Козлов испытывал новый истребитель АНТ-23 оригинальной схемы: фюзеляж его был значительно короче обычного и заканчивался почти сразу за крылом, а мощные пушки, расположенные на обоих крыльях, переходили в балки, на которых крепилось хвостовое оперение. Большая часть программы испытаний была уже позади, когда Иван Фролович вылетел на отстрел пушек. Как полагалось, он сделал круг над полигоном, убедился, что на земле выложен знак, разрешающий стрельбу (радиосвязи, без которой сегодня трудно представить себе любой, тем более испытательный полёт, в те годы практически не было), и со второго захода ввёл самолёт в пологое пикирование. Машина, набирая скорость, устойчиво пошла на мишени. Лётчик прицелился и нажал на гашетки. Какую-то долю секунды он слышал гулкие пушечные выстрелы и ощущал привычные, сливающиеся в ровную тряску толчки отдачи. Но на этом привычное и оборвалось — внезапно в сознание лётчика ворвался резкий посторонний стук, самолёт задрожал и начал рыскать, как заторможенный на скользкой дороге автомобиль.

Немедленно прекратив стрельбу, Козлов стал выводить из пикирования дрожащую, качающуюся с крыла на крыло, почти не слушающуюся рулей машину. Кое-как перейдя в горизонтальный полёт, он осмотрелся и — почувствовал себя далеко не блестяще. То, что открылось его взору, не давало ни малейших оснований для сколько-нибудь оптимистической оценки событий.

Левую пушку разорвало!

Мало того — разрушения распространились на силовую балку: она потеряла жёсткость и качалась, вызывая этим колебания хвостового оперения, а за ним и всего самолёта. В любую секунду балка могла отвалиться полностью, после чего машина, конечно, сразу же рухнула бы на землю как сундук, топор или любой иной предмет тяжелее воздуха, каким-то образом оказавшийся без опоры в некотором удалении от поверхности земли.

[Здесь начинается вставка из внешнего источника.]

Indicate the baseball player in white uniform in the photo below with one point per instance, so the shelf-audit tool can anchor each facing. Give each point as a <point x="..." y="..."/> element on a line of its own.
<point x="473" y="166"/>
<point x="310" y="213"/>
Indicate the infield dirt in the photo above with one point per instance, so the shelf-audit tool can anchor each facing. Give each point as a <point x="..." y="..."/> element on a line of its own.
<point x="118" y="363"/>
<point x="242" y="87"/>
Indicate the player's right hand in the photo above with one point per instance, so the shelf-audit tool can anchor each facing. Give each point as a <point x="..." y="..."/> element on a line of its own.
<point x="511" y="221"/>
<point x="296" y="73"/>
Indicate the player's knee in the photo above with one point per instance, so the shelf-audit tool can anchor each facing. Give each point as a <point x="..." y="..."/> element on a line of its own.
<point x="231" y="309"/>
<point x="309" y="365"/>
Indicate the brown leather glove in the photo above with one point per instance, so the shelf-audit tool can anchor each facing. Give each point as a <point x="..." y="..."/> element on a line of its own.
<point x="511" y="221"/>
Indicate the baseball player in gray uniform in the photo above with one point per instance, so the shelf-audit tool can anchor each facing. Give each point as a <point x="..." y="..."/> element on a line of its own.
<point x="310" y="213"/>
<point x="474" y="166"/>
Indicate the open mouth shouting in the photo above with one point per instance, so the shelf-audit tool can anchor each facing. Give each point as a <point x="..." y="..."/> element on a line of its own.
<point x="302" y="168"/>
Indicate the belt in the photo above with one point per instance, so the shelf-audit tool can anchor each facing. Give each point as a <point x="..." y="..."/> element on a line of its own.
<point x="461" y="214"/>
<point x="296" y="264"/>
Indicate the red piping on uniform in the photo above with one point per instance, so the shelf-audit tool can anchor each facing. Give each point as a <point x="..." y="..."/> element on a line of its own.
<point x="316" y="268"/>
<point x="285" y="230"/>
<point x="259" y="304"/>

Казалось бы, лётчику не остаётся ничего другого, как выбрасываться с парашютом. Причём выбрасываться без промедления. Дело в том, что вопреки распространённому мнению самая рискованная и, так сказать, негарантийная часть вынужденного прыжка с парашютом — это не его раскрытие («раскроется или не раскроется») и даже не приземление, хотя и оно иногда бывает сильно осложнено. Главное — это суметь покинуть кабину. Недаром сейчас на боевых и экспериментальиых самолётах непременным элементом оборудования являются катапультируемые сиденья экипажа, позволяющие в случае необходимости выстрелиться из терпящего аварию самолёта. Тоже, конечно, не сахар — выстрелить человека! Но если нет другого выхода… В те времена, о которых идёт речь, никаких катапульт не существовало, а вылезти при помощи собственных усилий из кабины самолёта, летящего горизонтально, было, разумеется, всё же проще, чем из пикирующего, штопорящего или находящегося в беспорядочном падении. Именно поэтому шансы на благополучное покидание повреждённого самолёта уменьшались с каждой секундой промедления.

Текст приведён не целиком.